İşte böyle bir ortamda AKP Hükümetinin Mısır politikasını incelediğimiz zaman iki boyutta ele almak gereği ortaya çıkmaktadır. AKP’nin dış politikası; ABD, AB, Basra Körfez monarşileri ve özellikle Suudi Arabistan ile karşılaştırıldığında ahlaki bir niteliğe sahiptir. Bu ahlaki boyutu zedeleyen ise aynı hükümetin, örneğin Bahreyn’de
Şii ayaklanmasına yönelik Suudi Ordusu destekli kanlı bastırma sürecini görmemezlikten gelmesi ve susmasıdır. Keza bu ahlaki boyutu, Sudan’da soykırım sınırında katliamlara imza attığı belli olan Ömer El Beşir’in aynı hükümet tarafından desteklenmesidir.
Dış politikada ahlaki boyut önemli olmakla beraber daha önemli olan ve tarih boyunca ülkelerin dış politikalarına damgasını vuran reel politik ve ülke çıkarları olmuştur. AKP Hükümetinin ve Ahmet Davutoğlu’nun kendilerinden önceki beğenmedikleri Cumhuriyet Hükümetlerinden aldıkları miras, Türkiye’yi hem İsrail hem Suriye ile görüşme ve hatta aralarında arabuluculuk yapacak kadar iyi ilişkilere dayanıyordu. Ancak gelinen noktada Türkiye’nin nerede ise Orta Doğu’da iyi ilişki içinde olduğu ülke kalmamıştır. Orta Doğu’da “düşmanımın düşmanı dostumdur” ilkesi geçerli olmasına rağmen, Türk dış politikasında “düşmanımın düşmanı da düşmanımdır” ilkesi hakim olmuştur. Bugün Türkiye, hem İsrail hem de Suriye ve Mısır ile arası bozuk olan tarihteki ilk ülke olma konumundadır. Doğrusu Orta Doğu’da hem İsrail hem Suriye ve Mısır ile aynı anda düşmanca ilişkiler içinde olmak zordur ve AKP Hükümeti zoru başarmıştır.
Oysa Türkiye’nin Mısır’da yapması gereken askeri yönetim ile kavga etmek, Mısır Ordusu’nu itaatsizliğe çağırarak iki ülke arasındaki gergin ilişkileri daha da germek değildir.
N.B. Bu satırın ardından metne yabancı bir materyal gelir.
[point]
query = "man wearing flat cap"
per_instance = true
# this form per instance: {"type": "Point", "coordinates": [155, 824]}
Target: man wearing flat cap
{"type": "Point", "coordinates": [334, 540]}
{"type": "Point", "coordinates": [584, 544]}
Türkiye’nin yapması gereken, askeri darbe sürecini mümkün olduğu kadar kısa sürecek şekilde Mısır’da arabuluculuk rolünü üstlenmeye çalışmaktır. Bu daha zor, daha fazla sabır isteyen yaklaşımdır. Ancak diplomasi de budur. Oysa, AKP Hükümeti, Orta Doğu bölgesindeki liderlere Türkiye’deki muhalefete davranır gibi davranmakta, ilişkilerinde Ankara’nın valilerden talep ettiklerini, diğer ülkelerin liderlerinden talep etmektedir.
Türkiye’nin değil, ABD’nin reel gücü bu tarz ile Orta Doğu’da istediği sonucu almaya muktedir değildir. Üstelik, Türkiye 2003’den buyana yumuşak güç unsurlarının etki sahasının ulaşabileceği sınırlara ulaşmıştır. Bundan sonra sert güç unsurları devreye girebilir. Ancak Suriye iç savaşı göstermiştir ki, sert güç unsurlarını PKK terör örgütüne karşı kullanamayan ve kendi ordusu ile kavga eden bir Türkiye’nin Orta Doğu’da etkili olması mümkün değildir.
Üstelik AKP Hükümeti etkisiz bir şekilde bağırıp çağırırken, Mısır’daki askeri yönetim Türkiye’ye ağır zararlar verebilir. Doğu Akdeniz’de Türkiye’yi enerji kaynaklarından dışlayacak şekilde Yunanistan, Ürdün, Lübnan ve Güney Kıbrıs ile işbirliği yapabilir. Sözde Ermeni soykırımını kabul ederek, diğer Arap ülkeleri için bu konuda var olan psikolojik bariyeri kırabilir. Bunları hep birlikte düşünmek gerekmektedir.